The thirty ninth annual Seattle International Film Festival came to a close on Sunday, June 9, day twenty five of the marathon event, with the closing night film The Bling Ring, fresh from its debut at Cannes. Its two young stars, Katie Chang and Israel Broussard, were on hand to introduce the film and send the festival off to its gala closing night party.
Sofia Coppola has done marvelous work in ethereal studies of disconnection and emotional confusion, of people lost in their worlds or blinded by celebrity and affluence.
The Bling Ring fits in very nicely thematically to her growing body of work, but these kids don’t actually yearn for anything beyond fashion accessories and the thrill of robbing the rich and famous and lack any capacity for self-reflection. The dispassionate observation, intercut with social media alerts and pop culture snaps and stories, makes them a reflection of that world without offering us a character underneath worth caring about, or at least fascinated with enough to follow through.

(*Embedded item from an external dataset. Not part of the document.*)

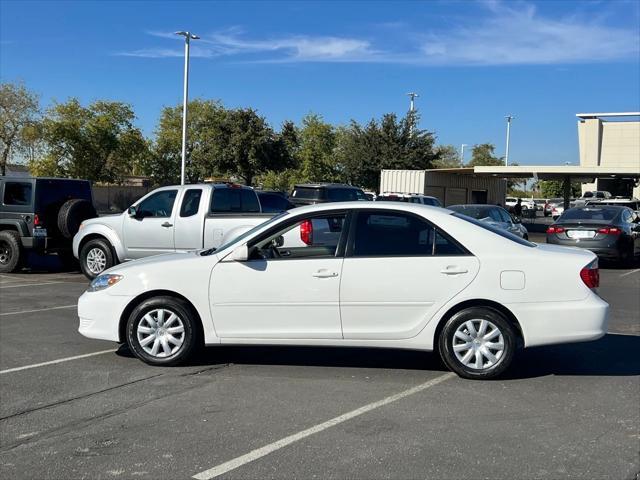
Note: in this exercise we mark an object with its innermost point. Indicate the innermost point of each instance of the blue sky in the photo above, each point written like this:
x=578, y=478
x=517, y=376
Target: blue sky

Like Toronto’s, SIFF’s top awards—the Golden Space Needles, this year designed by local artist and sculptor Piper O’Neill—are voted on by the audiences. This year, with plenty of high-profile American indies and international imports on display, the surprise Best Picture winner was the warm-hearted Fanie Fourie’s Lobola, a South African romantic comedy that explores racial and social tensions through laughs (I sadly missed this one; the final show conflicted with my own rare appearance on a festival panel). Director Henk Pretorius, accepting the award via phone, said he would change the title because nobody gets it right. First runner: The Rocket, an uplifting Australian drama shot in Laos.